We’ve been inflating discounts ever since the birth of the discount economy, following the 2008 recession. Even before COVID-19 reared its head, discounts were back to 2008 levels. And now consumers expect them.

Italy is already seeing a 20% year-over-year increase in the number of discounted items. Remember: we’re not even into Q3 yet! If your discounts are already at their max, then what’s the plan for Black Friday?

Invest more into marketing instead: clear your excess Spring inventory, and round up as many new customers as you can.

Remove Small Inefficiencies That Are Holding You Back

“Are you telling me I need to be marketing aggressively, and saving money to prepare for the future?”

Yes. Yes I am. But don’t worry, you can save that money by eliminating inefficiencies you may not have noticed before; enough to stay cash-flow positive.

  • Make sure your dynamic campaigns aren’t promoting products with sold-out variants (size, color). If all you have left is a couple lime-green XXXL shirts, then you’re wasting budget (and customer patience) by promoting it. The social algorithms are tracking interaction, not profitability. Items that are sold out of most variants tend to be pretty popular, meaning that they’ll be pushed even more. Here’s a way to automatically exclude these products.

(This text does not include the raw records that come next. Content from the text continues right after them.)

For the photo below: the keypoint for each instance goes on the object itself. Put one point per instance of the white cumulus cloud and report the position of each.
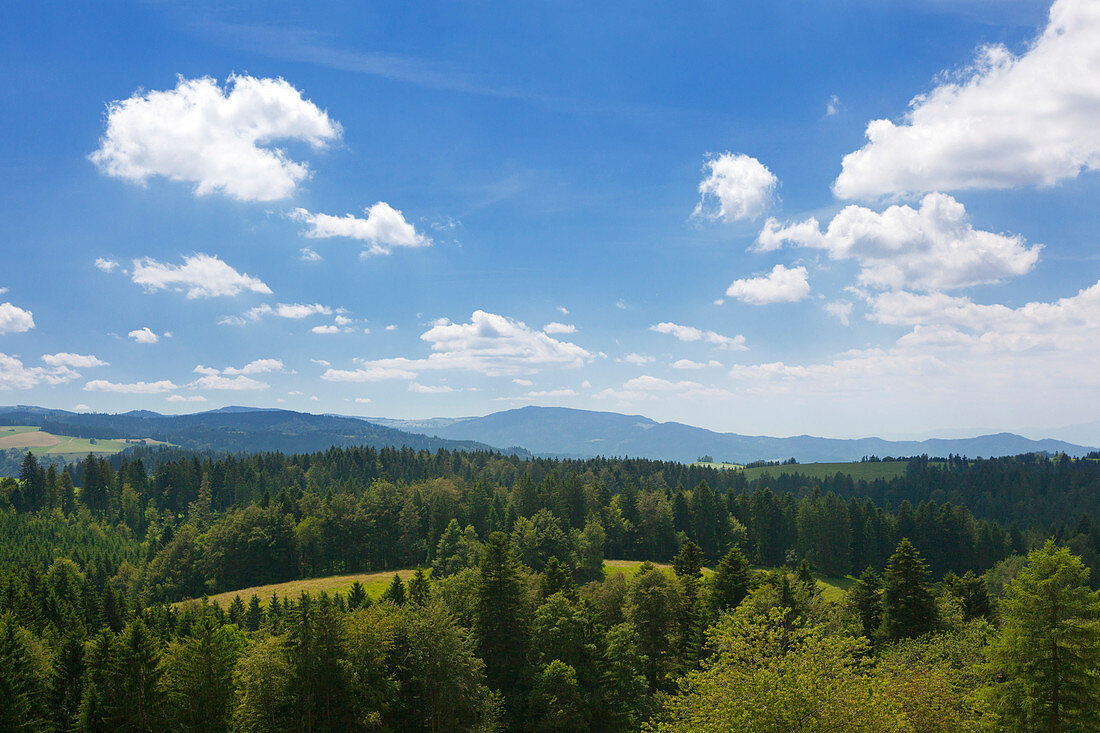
(179, 397)
(692, 334)
(239, 383)
(688, 363)
(736, 187)
(655, 387)
(14, 319)
(217, 138)
(384, 228)
(132, 387)
(430, 389)
(932, 248)
(74, 360)
(1007, 121)
(780, 285)
(144, 335)
(201, 276)
(15, 375)
(490, 343)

  • Track down your items with high return rates, and exclude them from your campaigns. This is another situation where social algorithms can come back to haunt you: Facebook isn’t tracking whether or not an item is returned, just if it is purchased. Those highly returned items are also highly purchased; sometimes the same item is returned and sold again, meaning they may have even more interaction than popular items without returns. And so, Facebook will promote them with extra vigor if you don’t exclude them. It’s possible to find these items by manually sifting through your data, but ROI Hunter clients can also automatically track and filter out these items with the Product Insights feature.

  • Remarket your products more effectively by excluding the visitors who bounced e.g. left within 5 seconds. Retargeting them will only cost you budget, and may negatively affect the feedback on your ads. Take a look at our Refine Audience feature for more details on how this works.

  • Make sure your Real-Time Bidding campaigns and Google Display Network campaigns aren’t running in parallel. You will end up competing with and outbidding yourself for the same users.

  • Review the branded keywords you use to ensure you’re not spending your budget on words you would rank for organically.